My way is hidden from the Lord. The justice that I am working towards, it is being disregarded by my God!

  • Why aren’t you there alongside all of us in the fight to care for the earth?
  • Why, God, aren’t you there with me trying to keep together the fragile threads of family and neighborly care and community in our nation?
  • Why are you not helping me keep your church alive?!?!?

Isn’t this what you want, God? All these good and just things that I am working for?

It seems we are just grass, one breath away from God withering us.

+  +  +

But haven’t you heard? Hasn’t it been told you from the beginning? Over and over—are you not listening?

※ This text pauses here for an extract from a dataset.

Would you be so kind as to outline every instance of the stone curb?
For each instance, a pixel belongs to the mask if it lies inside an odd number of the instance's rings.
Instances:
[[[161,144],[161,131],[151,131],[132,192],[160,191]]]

DON’T YOU HEAR YOURSELF PREACH?!?

From Canva

All these things, these cares and worries, important as they are, do not rest on your shoulders!

You are but grass that withers and flowers that fail because the breath of the Lord blows on you, because the Lord is the Everlasting God! Creator of the ends of the earth. He will not grow tired or weary.

God has and does and will keep the world in order. While you toss and turn on a sleepless night, God is keeping all the starry hosts in their places, and none are missing.

And on nights when you are sleeping soundly, smug in your own good works and self-righteousness, God in Jesus Christ is getting the worst night’s sleep—no sleep at all! Nailed to the cross.

We are but little grasshoppers to the great and mighty God of the universe.

We cannot fully grasp the mystery of our faith: Christ has died. Christ is risen. Christ will come again.

We can’t fully fathom what that means, but nevertheless, that is what the Holy Spirit is whispering in our ear. That is what the church has been witnessing to throughout the ages.

God is with you. The weak get power, the weary get strength, and the dead receive resurrection life.

We are here, after all. To spend a couple days Delivering God’s Goods to each other.

In Christ, God has a good thing for you. You get to proclaim that promise, to preach.

Comfort, comfort my people. Your God is the Everlasting One and he is not done with this world yet.

You get to rest at night, safe and secure in the broken yet whole arms of a Savior who has conquered death on your behalf and on behalf of the whole creation.

So what’s a fight for democracy and social connection? What’s an urgent appeal to care for the earth? What is a dying congregation? A dying denomination? Not insignificant by any means, but as little as grasshoppers, compared to what God has accomplished and is doing for you and for our world in Christ. Death and impossibilities are God’s specialties.

And as you struggle for these and other things, and you struggle for them because you have tasted and seen and heard the kingdom of God in Christ Jesus, the Lord is renewing your strength. He is giving you a new word to preach, a new hope for the future, and promises that you shall run and not be weary; you shall walk and not faint.

 

Good night. Sleep tight. Thanks be to God.